Chwila nieuwagi może kosztować nas setki, a nawet tysiące złotych. Chodzi tu o wydawałoby się niewiele znaczący fakt, jakim jest zatankowanie niewłaściwego paliwa. Jak się okazuje, takie pomyłki mogą mieć bardzo przykre konsekwencje. Najczęściej problem z niewłaściwym paliwem wlanym do baku mają osoby korzystające z cudzych aut, a także służbowych lub wypożyczonych samochodów. Nie jest to reguła, bo nawet jednym pojazdem można popełnić błąd wynikający z rutyny i roztargnienia.
Benzyna wlana do diesla
W przypadku wlania benzyny do baku pojazdu zasilanego olejem napędowym duże znaczenie ma technologia użyta do produkcji jednostki napędowej. Jeżeli pod maską naszego samochodu tkwi motor wysokoprężny starego typu, to domieszka "bezołowiowej" w granicach kilkunastu procent nie jest właściwie problemem. Najczęściej wystarczy zalać bak do pełna "ropą", a silnik powinien bezproblemowo wypalić niechcianą benzynę. Niestety sytuacja wygląda znacznie gorzej, kiedy to nasze auto jest wyposażone w silnik z technologią wtryskową common rail, czy też w pompowtryskiwacze. W tych przypadkach ON smaruje układ wtryskowy, co w przypadku uruchomienia jednostki może skończyć się kosztowną naprawą. Nawet jeśli na krótką chwilę motor zacznie pracować, wtedy konieczne jest odholowanie "czterech kółek" do warsztatu, gdzie mechanicy osuszą bak, przeczyszczą przewody paliwowe, wymienią filtr paliwa i ewentualnie zamontują nowe wtryskiwacze.

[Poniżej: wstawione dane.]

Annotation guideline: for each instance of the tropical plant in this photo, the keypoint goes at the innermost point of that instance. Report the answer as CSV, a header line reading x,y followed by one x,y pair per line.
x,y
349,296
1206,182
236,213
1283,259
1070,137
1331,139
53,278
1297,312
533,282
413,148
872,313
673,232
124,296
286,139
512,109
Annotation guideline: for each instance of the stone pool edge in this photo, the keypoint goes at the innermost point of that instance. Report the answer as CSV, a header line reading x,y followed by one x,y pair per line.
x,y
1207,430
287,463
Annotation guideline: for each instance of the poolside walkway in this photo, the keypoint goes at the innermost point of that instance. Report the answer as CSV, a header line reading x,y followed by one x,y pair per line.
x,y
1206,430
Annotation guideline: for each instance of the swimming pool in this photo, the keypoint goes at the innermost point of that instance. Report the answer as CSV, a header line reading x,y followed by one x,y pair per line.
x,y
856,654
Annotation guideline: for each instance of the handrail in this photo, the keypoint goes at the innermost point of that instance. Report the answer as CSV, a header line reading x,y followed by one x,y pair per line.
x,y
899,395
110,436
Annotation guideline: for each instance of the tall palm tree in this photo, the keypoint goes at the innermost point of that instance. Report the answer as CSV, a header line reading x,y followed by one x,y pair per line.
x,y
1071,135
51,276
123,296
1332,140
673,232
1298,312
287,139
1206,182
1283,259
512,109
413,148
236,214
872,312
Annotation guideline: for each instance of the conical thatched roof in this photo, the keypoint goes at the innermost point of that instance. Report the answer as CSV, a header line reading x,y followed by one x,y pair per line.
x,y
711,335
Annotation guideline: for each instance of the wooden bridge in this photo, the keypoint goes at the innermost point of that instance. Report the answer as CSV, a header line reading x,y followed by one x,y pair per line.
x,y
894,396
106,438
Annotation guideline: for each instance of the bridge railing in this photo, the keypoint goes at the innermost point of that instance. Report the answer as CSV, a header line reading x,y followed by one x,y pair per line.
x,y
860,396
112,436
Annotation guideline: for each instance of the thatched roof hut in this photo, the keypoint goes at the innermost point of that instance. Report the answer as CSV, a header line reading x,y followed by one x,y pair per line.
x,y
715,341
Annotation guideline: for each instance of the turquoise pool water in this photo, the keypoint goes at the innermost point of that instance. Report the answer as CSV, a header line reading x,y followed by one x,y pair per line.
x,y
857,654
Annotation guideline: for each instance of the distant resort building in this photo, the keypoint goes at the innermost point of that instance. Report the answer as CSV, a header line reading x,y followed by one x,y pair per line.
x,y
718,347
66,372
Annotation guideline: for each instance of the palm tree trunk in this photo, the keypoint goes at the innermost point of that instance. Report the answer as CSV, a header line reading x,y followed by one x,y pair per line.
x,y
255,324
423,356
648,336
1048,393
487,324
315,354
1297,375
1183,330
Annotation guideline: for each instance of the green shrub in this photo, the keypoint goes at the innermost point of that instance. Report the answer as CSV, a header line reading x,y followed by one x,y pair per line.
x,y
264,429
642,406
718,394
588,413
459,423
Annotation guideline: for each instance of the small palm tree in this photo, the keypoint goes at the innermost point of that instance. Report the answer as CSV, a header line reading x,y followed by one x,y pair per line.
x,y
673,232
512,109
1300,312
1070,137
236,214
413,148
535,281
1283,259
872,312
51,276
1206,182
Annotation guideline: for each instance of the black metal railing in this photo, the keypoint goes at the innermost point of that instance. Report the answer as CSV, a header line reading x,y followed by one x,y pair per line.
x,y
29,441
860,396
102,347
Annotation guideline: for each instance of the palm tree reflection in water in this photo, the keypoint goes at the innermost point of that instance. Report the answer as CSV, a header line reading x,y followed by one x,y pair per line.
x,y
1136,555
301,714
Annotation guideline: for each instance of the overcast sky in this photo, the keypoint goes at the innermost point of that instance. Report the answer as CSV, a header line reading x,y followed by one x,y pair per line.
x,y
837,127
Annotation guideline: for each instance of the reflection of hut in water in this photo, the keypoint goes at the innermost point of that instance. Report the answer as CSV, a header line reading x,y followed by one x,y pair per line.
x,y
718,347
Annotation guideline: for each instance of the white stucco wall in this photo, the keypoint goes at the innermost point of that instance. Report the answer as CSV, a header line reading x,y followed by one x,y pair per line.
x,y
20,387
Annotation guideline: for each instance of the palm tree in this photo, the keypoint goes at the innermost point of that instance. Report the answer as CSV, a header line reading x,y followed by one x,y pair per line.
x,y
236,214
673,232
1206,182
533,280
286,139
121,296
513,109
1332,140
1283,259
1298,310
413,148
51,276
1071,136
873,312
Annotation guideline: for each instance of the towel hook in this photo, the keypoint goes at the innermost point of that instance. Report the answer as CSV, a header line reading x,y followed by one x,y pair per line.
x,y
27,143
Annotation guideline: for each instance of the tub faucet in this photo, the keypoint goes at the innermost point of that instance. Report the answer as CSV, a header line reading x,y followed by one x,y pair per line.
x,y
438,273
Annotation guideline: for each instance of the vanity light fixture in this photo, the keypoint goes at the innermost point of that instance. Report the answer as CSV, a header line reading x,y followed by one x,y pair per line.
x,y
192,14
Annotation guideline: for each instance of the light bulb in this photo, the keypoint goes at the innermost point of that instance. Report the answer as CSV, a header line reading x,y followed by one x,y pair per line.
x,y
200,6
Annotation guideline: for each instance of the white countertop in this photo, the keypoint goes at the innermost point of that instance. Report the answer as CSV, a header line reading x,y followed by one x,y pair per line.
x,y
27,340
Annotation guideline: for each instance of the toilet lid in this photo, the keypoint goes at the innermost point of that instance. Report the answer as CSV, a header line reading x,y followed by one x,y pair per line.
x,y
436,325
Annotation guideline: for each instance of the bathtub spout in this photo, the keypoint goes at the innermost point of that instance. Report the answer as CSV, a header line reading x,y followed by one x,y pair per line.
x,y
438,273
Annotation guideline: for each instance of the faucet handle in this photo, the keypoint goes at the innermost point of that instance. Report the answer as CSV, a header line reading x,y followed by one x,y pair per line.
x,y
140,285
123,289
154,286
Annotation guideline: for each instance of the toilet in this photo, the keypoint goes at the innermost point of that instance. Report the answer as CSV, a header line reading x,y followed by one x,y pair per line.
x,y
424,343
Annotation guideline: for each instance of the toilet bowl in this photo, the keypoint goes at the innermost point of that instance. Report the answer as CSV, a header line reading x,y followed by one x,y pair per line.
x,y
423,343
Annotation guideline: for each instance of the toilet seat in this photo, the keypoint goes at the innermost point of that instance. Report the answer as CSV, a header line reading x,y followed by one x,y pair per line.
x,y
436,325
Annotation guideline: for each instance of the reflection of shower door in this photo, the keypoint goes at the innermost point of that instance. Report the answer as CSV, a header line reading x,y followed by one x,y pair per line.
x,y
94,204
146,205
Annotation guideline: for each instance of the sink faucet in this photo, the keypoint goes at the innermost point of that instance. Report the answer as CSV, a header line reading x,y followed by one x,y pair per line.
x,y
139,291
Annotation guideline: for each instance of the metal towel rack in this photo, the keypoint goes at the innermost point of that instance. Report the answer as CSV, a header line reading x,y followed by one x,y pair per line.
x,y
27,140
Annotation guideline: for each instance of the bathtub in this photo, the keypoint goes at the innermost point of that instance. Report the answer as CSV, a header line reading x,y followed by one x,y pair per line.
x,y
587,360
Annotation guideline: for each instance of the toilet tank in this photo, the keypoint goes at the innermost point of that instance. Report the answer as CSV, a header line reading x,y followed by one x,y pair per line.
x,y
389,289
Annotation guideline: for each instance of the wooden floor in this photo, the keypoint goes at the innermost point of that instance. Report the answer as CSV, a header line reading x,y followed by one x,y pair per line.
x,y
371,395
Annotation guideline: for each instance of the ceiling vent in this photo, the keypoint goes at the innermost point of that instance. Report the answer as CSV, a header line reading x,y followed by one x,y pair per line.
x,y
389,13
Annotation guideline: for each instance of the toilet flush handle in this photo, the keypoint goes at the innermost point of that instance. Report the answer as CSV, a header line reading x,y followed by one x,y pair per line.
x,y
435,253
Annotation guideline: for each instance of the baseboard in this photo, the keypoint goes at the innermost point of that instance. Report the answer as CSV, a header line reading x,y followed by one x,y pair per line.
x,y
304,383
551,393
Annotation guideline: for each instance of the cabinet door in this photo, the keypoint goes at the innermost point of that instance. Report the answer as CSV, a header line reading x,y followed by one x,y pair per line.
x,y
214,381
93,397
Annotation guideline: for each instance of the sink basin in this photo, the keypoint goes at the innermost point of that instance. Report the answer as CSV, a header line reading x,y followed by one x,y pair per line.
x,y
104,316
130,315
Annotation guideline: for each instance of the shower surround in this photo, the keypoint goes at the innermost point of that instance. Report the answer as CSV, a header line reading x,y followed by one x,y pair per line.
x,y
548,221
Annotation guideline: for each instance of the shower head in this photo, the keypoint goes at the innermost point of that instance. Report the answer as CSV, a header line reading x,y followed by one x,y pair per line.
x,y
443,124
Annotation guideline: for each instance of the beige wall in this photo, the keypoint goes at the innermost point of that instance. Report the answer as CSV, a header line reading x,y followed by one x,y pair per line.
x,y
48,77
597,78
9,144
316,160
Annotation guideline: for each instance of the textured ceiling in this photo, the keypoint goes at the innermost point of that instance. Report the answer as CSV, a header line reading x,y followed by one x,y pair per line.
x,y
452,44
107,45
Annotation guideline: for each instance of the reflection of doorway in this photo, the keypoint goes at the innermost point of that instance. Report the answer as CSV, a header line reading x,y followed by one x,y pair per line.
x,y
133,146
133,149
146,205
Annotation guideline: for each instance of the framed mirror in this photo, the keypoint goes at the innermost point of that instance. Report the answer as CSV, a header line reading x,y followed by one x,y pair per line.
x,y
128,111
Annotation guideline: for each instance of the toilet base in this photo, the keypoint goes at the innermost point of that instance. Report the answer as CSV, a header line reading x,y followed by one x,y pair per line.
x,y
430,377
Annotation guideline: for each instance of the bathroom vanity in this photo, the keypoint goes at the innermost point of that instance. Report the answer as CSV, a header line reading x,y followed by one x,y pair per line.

Zobacz też: Zgubiona tablica rejestracyjna. Co zrobić, gdzie zgłosić, jak wyrobić nową tablicę
Możemy mówić o szczęściu, kiedy o naszej pomyłce zorientujemy się przed przekręceniem kluczyka w stacyjce. Wtedy wystarcza tylko wypompowanie całego paliwa z baku. Warto poprosić o pomoc pracowników stacji, gdyż czasami dysponują oni sprzętem niezbędnym do wykonania takiego zabiegu. Inne rozwiązanie to odholowane auta do najbliższego lub zaufanego warsztatu, gdzie taka operacja zostanie wykonana.
Diesel zamiast benzyny
W przypadku silników benzynowych sytuacja ma się podobnie. "Benzyniaki" starego typu, czyli wyposażone w gaźnik, powinny sobie poradzić z niewielką ilością oleju napędowego. Nowoczesne jednostki, w których montowany jest wtrysk paliwa, nie są aż tak tolerancyjne. Efektem uruchomienia motoru na niewłaściwym paliwie może być m.in. awaria katalizatora. Tu także najskuteczniejszą metodą zapobiegawczą jest nie przekręcanie kluczyka w stacyjce pojazdu, wypompowanie cieczy z baku oraz wymiana filtru paliwa. Na szczęście w przypadku agregatów zasilanych bezołowiową znacznie trudniej dokonać pomyłki - "pistolety" dystrybutorów ON mają większą średnicę niż wlew paliwa w samochodach zasilanych "bezołowiową" i ciężko je wetknąć do komory wlewowej.